Litvinenko ’smuggled nuclear material’

By Cahal Milmo, Peter Popham and Jason Bennetto

Published: 29 November 2006

Alexander Litvinenko, the poisoned former Russian agent, told the Italian academic he met on the day he fell ill that he had organised the smuggling of nuclear material out of Russia for his security service employers.

Mario Scaramella, who flew into London yesterday to be interviewed by Scotland Yard officers investigating Mr Litvinenko’s death, said Mr Litvinenko told him about the operation for the FSB security service, the successor to the KGB.

Police said that Mr Scaramella, who met Mr Litvinenko at a sushi bar in London on 1 November to discuss a death threat aimed at both of them, was a potential witness. He was being interviewed at a “secure location” in London but was not in custody.

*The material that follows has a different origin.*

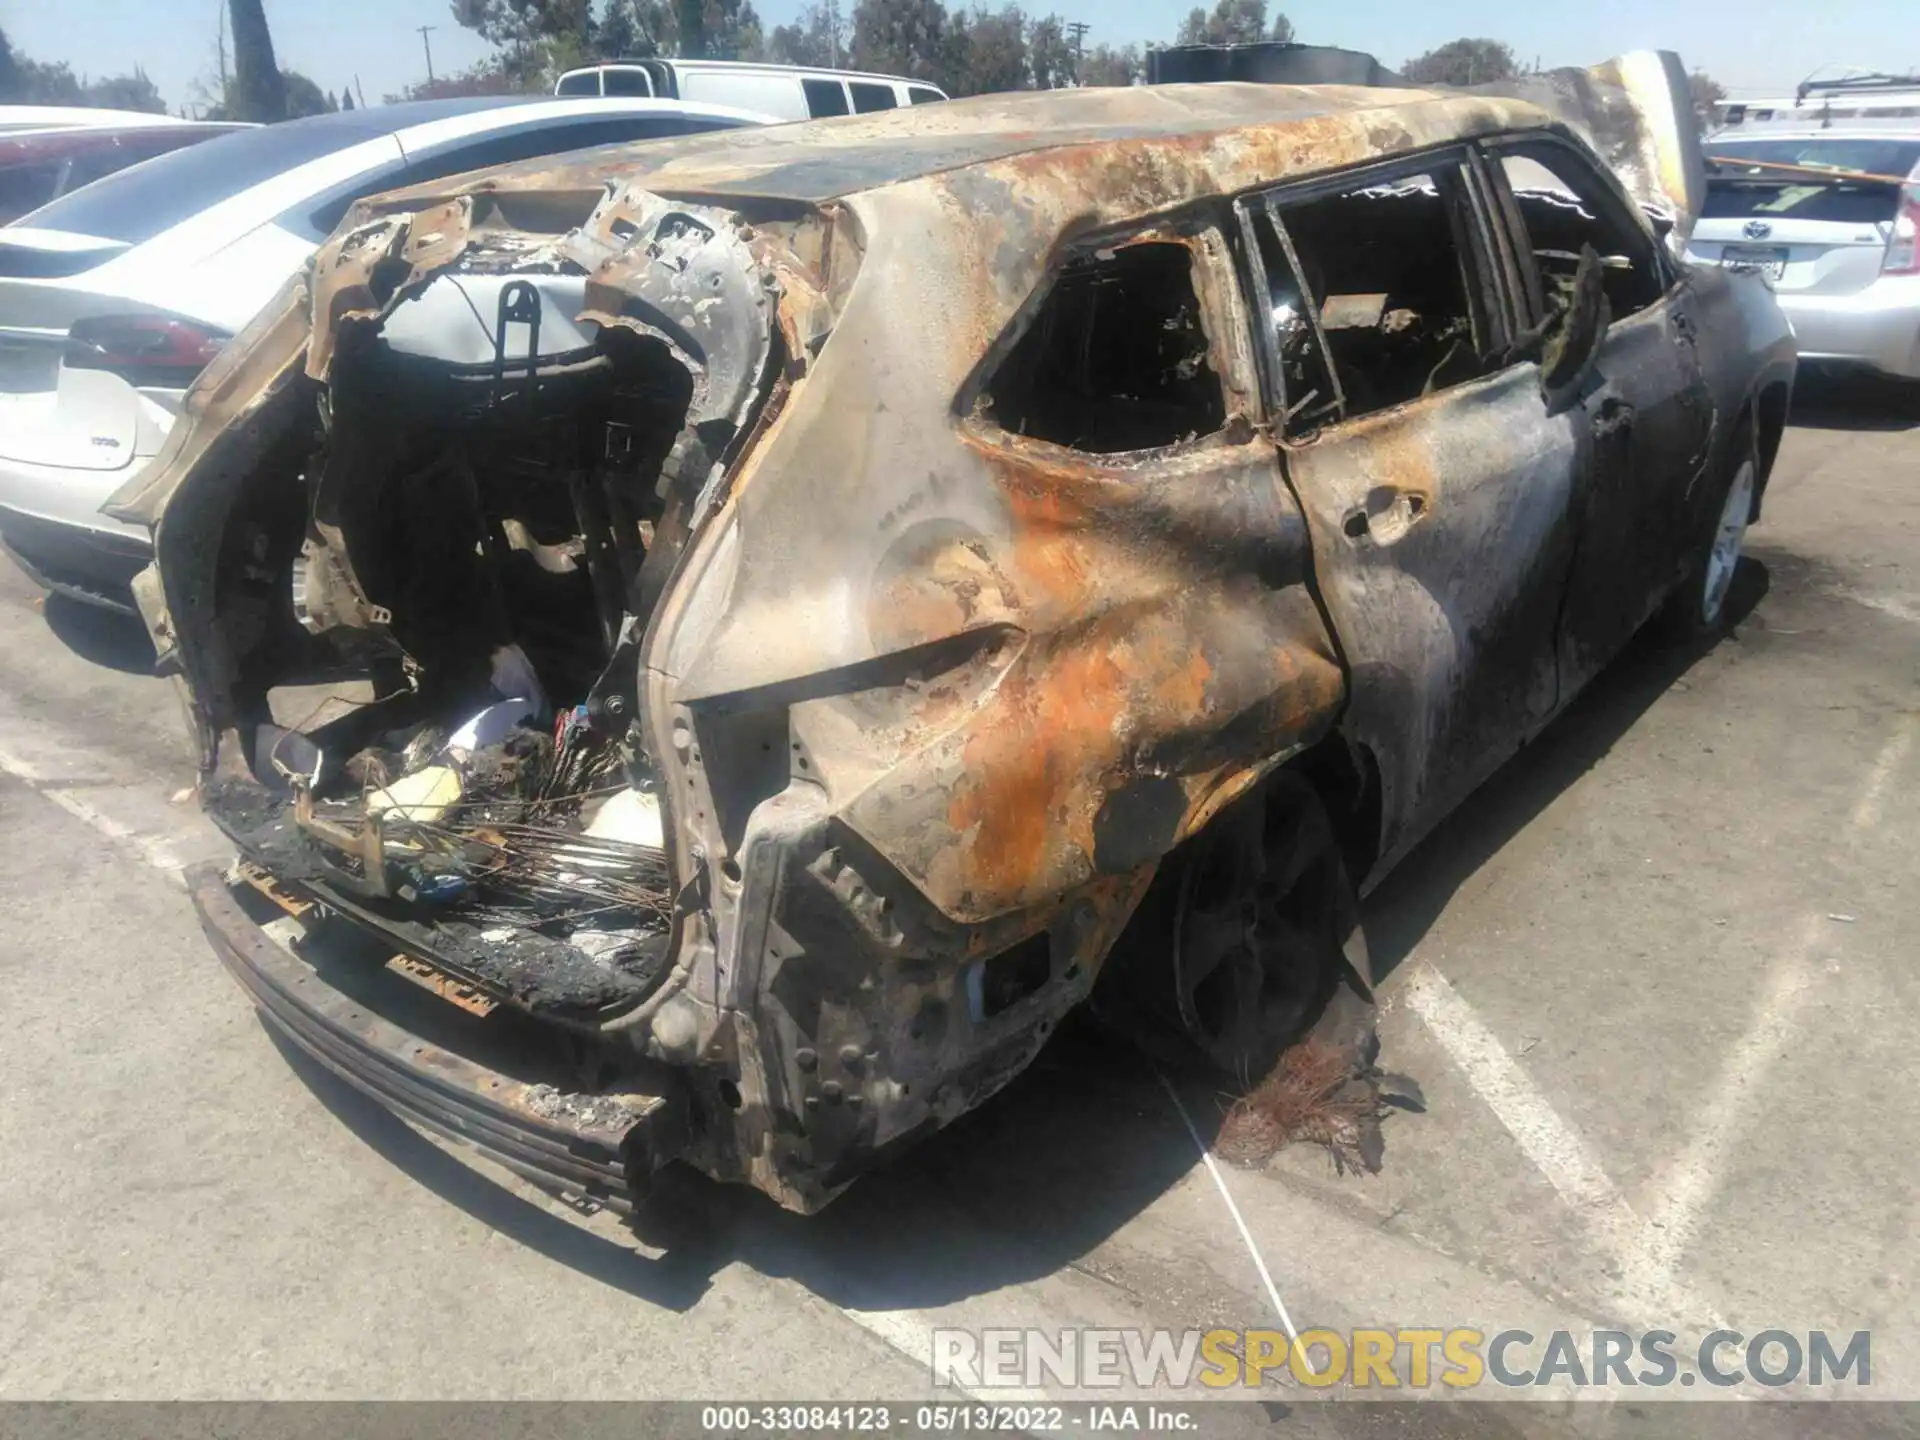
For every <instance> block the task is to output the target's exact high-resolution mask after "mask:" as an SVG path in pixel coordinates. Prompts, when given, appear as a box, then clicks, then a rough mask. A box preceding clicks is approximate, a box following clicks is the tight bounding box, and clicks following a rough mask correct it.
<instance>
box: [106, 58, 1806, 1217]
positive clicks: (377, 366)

The Health Protection Agency said that eight people had been referred to a clinic in London for tests for exposure to polonium-210, the radioactive substance that killed Mr Litvinenko. It declined to say whether Mr Scaramella was among them.

A post-mortem examination will be carried out on Mr Litvinenko on Friday.

In an interview with The Independent shortly after the poisoning became public, Mr Scaramella said that Mr Litvinenko, a friend and professional contact since 2001, told him he had masterminded the smuggling of radioactive material to Zurich in 2000. There have long been concerns that turmoil in Russia and other former Soviet states after the fall of Communism created an international black market in radioactive substances.